Real life: Foster care is hard.

Real life: Foster care is hard. It’s hard for reasons no one talks about. Everyone says, “I would love to be a foster parent, but I couldn’t give them back.” But we haven’t even gotten to that part yet. It’s hard during care, and it’s hard to know what care looks like.
 
It’s hard to look at my baby and see the physical signs of neglect. The pile of medications on the counter. The constant addition of diagnoses. The pain and discomfort and physical marks. The knowledge that this is preventable.
 
It’s hard to ask my little boy what he wants for dinner and receive either a blank stare or an echo in response. It’s hard not knowing who he really is.
 
It’s hard knowing that my holding baby is too much: sensory overload. It’s hard putting down a crying baby and accepting that that’s what she needs.
 
It’s hard to walk through the grocery store and not explain to curious and admiring strangers that I’m not the cause of the obvious bruises and scratches on baby’s body.
It’s hard when I’m angry– straight up pissed off–that someone failed these kids.
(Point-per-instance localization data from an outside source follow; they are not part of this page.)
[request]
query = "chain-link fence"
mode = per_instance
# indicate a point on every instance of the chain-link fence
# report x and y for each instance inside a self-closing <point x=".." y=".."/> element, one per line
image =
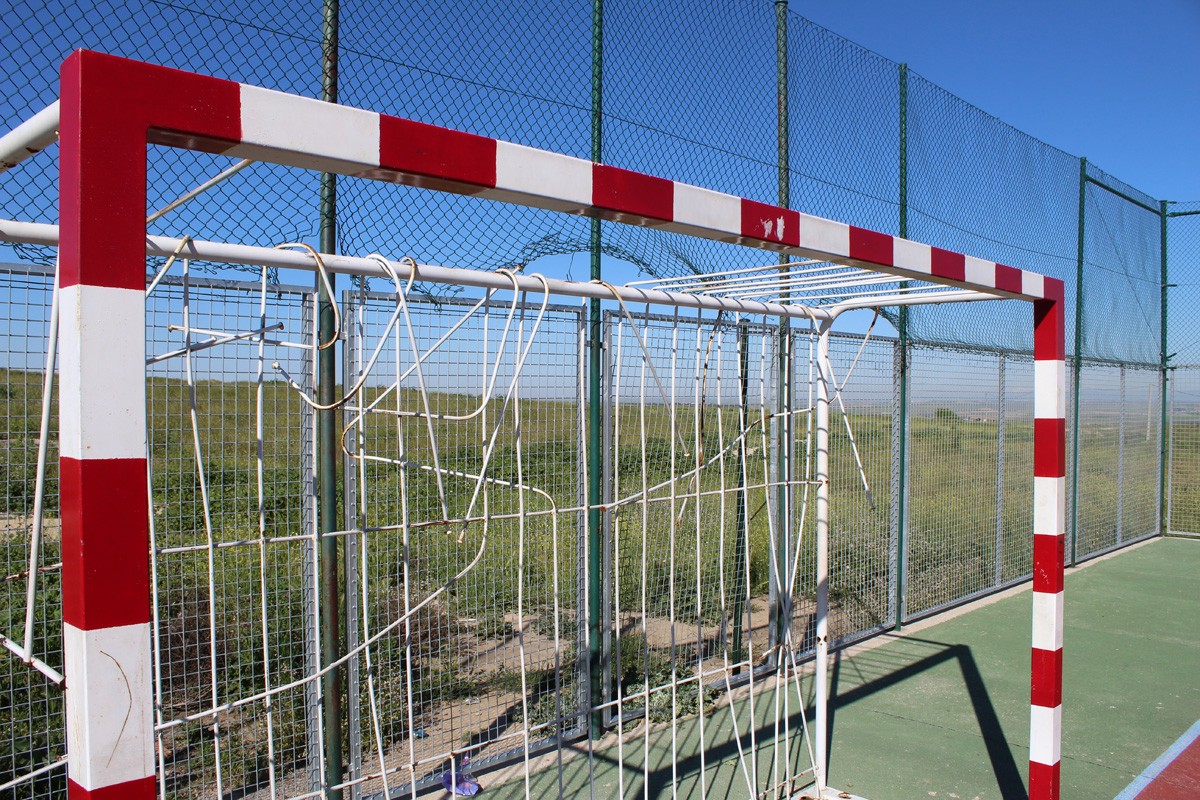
<point x="736" y="95"/>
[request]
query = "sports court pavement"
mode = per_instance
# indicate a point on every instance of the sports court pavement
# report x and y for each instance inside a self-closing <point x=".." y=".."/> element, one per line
<point x="941" y="710"/>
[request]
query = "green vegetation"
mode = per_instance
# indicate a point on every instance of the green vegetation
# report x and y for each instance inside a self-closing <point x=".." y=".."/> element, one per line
<point x="462" y="644"/>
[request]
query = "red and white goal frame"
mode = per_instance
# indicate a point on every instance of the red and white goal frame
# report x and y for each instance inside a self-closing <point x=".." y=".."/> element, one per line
<point x="112" y="108"/>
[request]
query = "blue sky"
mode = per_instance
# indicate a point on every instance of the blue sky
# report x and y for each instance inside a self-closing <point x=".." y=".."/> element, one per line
<point x="1114" y="80"/>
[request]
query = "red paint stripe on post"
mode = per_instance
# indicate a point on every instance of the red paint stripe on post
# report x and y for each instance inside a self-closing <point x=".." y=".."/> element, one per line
<point x="1045" y="685"/>
<point x="631" y="197"/>
<point x="1048" y="563"/>
<point x="946" y="264"/>
<point x="1008" y="278"/>
<point x="771" y="223"/>
<point x="108" y="107"/>
<point x="1044" y="781"/>
<point x="870" y="246"/>
<point x="106" y="542"/>
<point x="435" y="152"/>
<point x="1048" y="330"/>
<point x="1049" y="447"/>
<point x="139" y="789"/>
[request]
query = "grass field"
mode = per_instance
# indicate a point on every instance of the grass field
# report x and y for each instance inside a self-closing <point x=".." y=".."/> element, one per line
<point x="462" y="645"/>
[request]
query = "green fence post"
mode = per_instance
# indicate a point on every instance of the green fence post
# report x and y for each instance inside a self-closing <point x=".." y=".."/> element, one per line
<point x="327" y="437"/>
<point x="1163" y="499"/>
<point x="594" y="410"/>
<point x="741" y="583"/>
<point x="1078" y="365"/>
<point x="903" y="336"/>
<point x="784" y="398"/>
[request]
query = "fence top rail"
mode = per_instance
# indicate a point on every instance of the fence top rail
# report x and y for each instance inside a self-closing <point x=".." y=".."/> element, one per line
<point x="174" y="108"/>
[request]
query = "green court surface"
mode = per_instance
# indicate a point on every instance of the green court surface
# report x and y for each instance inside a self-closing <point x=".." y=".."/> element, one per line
<point x="943" y="713"/>
<point x="942" y="710"/>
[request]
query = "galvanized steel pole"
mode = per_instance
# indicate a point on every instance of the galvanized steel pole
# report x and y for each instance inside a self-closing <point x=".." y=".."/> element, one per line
<point x="328" y="427"/>
<point x="595" y="344"/>
<point x="1078" y="365"/>
<point x="903" y="343"/>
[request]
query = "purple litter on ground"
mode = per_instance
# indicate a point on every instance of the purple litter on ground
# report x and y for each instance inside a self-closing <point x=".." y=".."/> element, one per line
<point x="466" y="786"/>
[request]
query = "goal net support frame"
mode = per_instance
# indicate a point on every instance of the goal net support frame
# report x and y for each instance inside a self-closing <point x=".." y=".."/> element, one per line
<point x="112" y="108"/>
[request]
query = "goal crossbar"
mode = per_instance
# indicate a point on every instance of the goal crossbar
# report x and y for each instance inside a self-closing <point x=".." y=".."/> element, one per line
<point x="112" y="108"/>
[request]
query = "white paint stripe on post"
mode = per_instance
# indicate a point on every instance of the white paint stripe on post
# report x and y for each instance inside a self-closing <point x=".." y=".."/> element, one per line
<point x="1045" y="734"/>
<point x="1048" y="620"/>
<point x="102" y="373"/>
<point x="1049" y="395"/>
<point x="108" y="702"/>
<point x="1049" y="500"/>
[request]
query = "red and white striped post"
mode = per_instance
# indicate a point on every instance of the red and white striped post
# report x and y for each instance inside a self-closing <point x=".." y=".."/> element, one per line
<point x="107" y="108"/>
<point x="1049" y="539"/>
<point x="112" y="108"/>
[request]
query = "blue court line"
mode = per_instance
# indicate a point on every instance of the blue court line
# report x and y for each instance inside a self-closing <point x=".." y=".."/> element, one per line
<point x="1161" y="763"/>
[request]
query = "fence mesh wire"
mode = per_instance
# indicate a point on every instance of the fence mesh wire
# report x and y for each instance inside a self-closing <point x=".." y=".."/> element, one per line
<point x="690" y="92"/>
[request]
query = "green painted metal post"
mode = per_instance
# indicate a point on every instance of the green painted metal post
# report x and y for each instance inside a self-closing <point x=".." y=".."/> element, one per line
<point x="1078" y="364"/>
<point x="903" y="336"/>
<point x="742" y="535"/>
<point x="1163" y="432"/>
<point x="327" y="439"/>
<point x="595" y="497"/>
<point x="784" y="398"/>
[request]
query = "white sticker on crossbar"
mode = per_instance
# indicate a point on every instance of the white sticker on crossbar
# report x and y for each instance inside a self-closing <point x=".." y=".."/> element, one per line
<point x="102" y="373"/>
<point x="109" y="704"/>
<point x="1048" y="620"/>
<point x="305" y="132"/>
<point x="1045" y="734"/>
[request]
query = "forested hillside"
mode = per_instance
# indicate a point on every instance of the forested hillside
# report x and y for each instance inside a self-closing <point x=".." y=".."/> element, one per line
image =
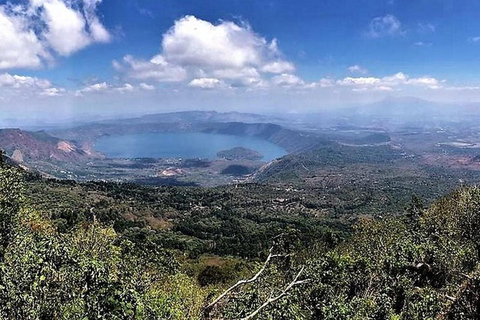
<point x="113" y="251"/>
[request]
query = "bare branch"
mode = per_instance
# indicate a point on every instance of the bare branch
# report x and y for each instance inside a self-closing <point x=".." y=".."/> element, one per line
<point x="285" y="291"/>
<point x="242" y="282"/>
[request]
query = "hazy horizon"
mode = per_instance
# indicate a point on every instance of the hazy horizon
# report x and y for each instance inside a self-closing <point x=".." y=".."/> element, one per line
<point x="71" y="60"/>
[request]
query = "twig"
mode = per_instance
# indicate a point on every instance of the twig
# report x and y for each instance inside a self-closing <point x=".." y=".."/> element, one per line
<point x="292" y="284"/>
<point x="242" y="282"/>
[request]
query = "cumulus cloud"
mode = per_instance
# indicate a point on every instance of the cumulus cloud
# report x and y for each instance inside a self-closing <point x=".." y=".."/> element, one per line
<point x="95" y="88"/>
<point x="287" y="80"/>
<point x="357" y="69"/>
<point x="425" y="28"/>
<point x="107" y="88"/>
<point x="385" y="26"/>
<point x="19" y="46"/>
<point x="206" y="83"/>
<point x="389" y="83"/>
<point x="197" y="49"/>
<point x="156" y="68"/>
<point x="31" y="32"/>
<point x="146" y="86"/>
<point x="28" y="85"/>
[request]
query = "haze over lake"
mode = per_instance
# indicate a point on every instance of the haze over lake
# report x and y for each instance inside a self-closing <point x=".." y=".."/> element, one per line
<point x="182" y="145"/>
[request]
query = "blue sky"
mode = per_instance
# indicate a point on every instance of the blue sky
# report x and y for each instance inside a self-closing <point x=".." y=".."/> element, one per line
<point x="72" y="58"/>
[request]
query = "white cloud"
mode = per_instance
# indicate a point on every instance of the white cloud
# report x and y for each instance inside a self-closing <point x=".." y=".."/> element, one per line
<point x="206" y="83"/>
<point x="425" y="28"/>
<point x="278" y="67"/>
<point x="357" y="69"/>
<point x="423" y="44"/>
<point x="474" y="39"/>
<point x="287" y="80"/>
<point x="194" y="49"/>
<point x="389" y="82"/>
<point x="31" y="31"/>
<point x="19" y="45"/>
<point x="94" y="88"/>
<point x="146" y="86"/>
<point x="27" y="86"/>
<point x="326" y="83"/>
<point x="127" y="87"/>
<point x="52" y="92"/>
<point x="155" y="69"/>
<point x="386" y="26"/>
<point x="65" y="31"/>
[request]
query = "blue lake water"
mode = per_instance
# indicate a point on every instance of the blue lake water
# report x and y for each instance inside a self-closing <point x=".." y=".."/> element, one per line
<point x="181" y="145"/>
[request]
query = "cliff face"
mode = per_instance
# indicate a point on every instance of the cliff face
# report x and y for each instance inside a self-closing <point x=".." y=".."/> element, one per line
<point x="25" y="146"/>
It’s hard when I understand. When I see that, at no fault of their own, these children are high needs and parenting them is hard. It’s hard knowing that she doesn’t have the same resources I do, and though I can’t bring myself to think that I would make those choices, “but for the grace of God go I.”

It’s hard calling them “my baby” and “my son” and “my littles” when they 100% are and 100% are not. Legally, no. Physically, yes. Biologically, no. In my heart, YES.
It’s hard. So very hard. Hard to understand, hard to guess, hard to manage. But it’s not hard to love. That’s the easy part. So, yes, it will be hard to give them back, but the loving in the interim is the best thing we have going for us.